Why 5% utilisation is normal — and why it shouldn't be

The figure seems almost impossible. Enterprises have collectively committed hundreds of billions of dollars to GPU infrastructure — H100 clusters, reserved cloud instances, co-location racks — yet the average utilisation rate across the installed base sits at roughly 5%, according to VentureBeat's analysis of GPU cloud market data. The "$401B problem" framing from that analysis is blunt but accurate: if your hardware is busy 5% of the time, 95% of your capital expenditure is producing nothing.

To understand why this happened, it helps to trace the decision chain. In 2023 and 2024, the fear of missing out on AI was genuinely rational. GPU lead times stretched to six months. NVIDIA allocations required executive relationships. Enterprises that did not commit early risked being locked out entirely. So procurement teams went big, often buying for projected peak load rather than actual need. The hardware arrived. The software to fully utilise it often did not.

Compare this with how hyperscalers operate. Google, Microsoft, and Amazon achieve 70–85% GPU utilisation across their inference fleets through continuous batching, dynamic routing, and model multiplexing — techniques that most enterprise AI teams have not yet implemented. The gap is not a hardware problem. It is an operational maturity problem, and it is solvable.

The workload shift compounds the issue. Specialised GPU cloud providers such as CoreWeave, Lambda, and Crusoe currently see approximately 70% of their capacity consumed by training workloads and 30% by inference. By end of 2026, that ratio is widely expected to invert — 70% inference, 30% training — as enterprises complete their initial training runs and move to production deployment. The infrastructure many organisations bought for training is poorly suited to continuous inference serving, and few teams have bridged that gap.

The five root causes of idle GPU capacity

Idle GPU capacity in enterprise environments is rarely caused by a single failure. It is almost always the compound result of several interacting problems. Understanding each one separately is the first step to addressing them systematically.

1. Overprovisioning for peak load. Enterprise procurement is built around worst-case scenarios. A team estimates its busiest conceivable day — perhaps the first week after a product launch, or end-of-quarter compliance runs — and buys hardware to service that load without queuing. The result is a cluster that runs at full capacity for three days a year and sits idle the other 362. Hyperscalers solve this through statistical multiplexing across thousands of tenants; a single enterprise cannot replicate that without a fundamentally different approach to capacity sharing.

2. Batch workload mismatch. Training runs are periodic, not continuous. A fine-tuning job that runs for 72 hours consumes GPUs intensively during that window, then releases them. Unless another workload is scheduled to fill that gap immediately, the hardware sits idle. Most enterprise ML teams do not yet have sophisticated job schedulers that pack workloads tightly. The result is large gaps between training jobs where GPUs spin at near-zero utilisation.

3. Fragmented management without central orchestration. As AI projects proliferated inside large organisations, different teams provisioned their own GPU resources independently. The computer vision team has a cluster. The NLP team has a different one. The data science platform team has a third. None of these clusters can see each other's queue depths. None can lend idle capacity to a neighbour under load. This fragmentation means even organisations with individually utilised clusters have a collective utilisation rate far below what unified scheduling would achieve.

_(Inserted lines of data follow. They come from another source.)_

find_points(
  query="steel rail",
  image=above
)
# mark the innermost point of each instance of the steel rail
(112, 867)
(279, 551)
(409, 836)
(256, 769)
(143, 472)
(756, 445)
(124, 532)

4. Model staleness — GPUs waiting for models that haven't shipped. A surprisingly common cause of idle hardware is procurement getting ahead of deployment. A cluster is bought and provisioned. The model it was meant to serve is still in fine-tuning, undergoing safety review, or blocked on an internal approval process. Weeks pass. The GPUs sit idle waiting for work that has not materialised. This is particularly common in regulated industries such as banking and healthcare, where model approval timelines extend to months.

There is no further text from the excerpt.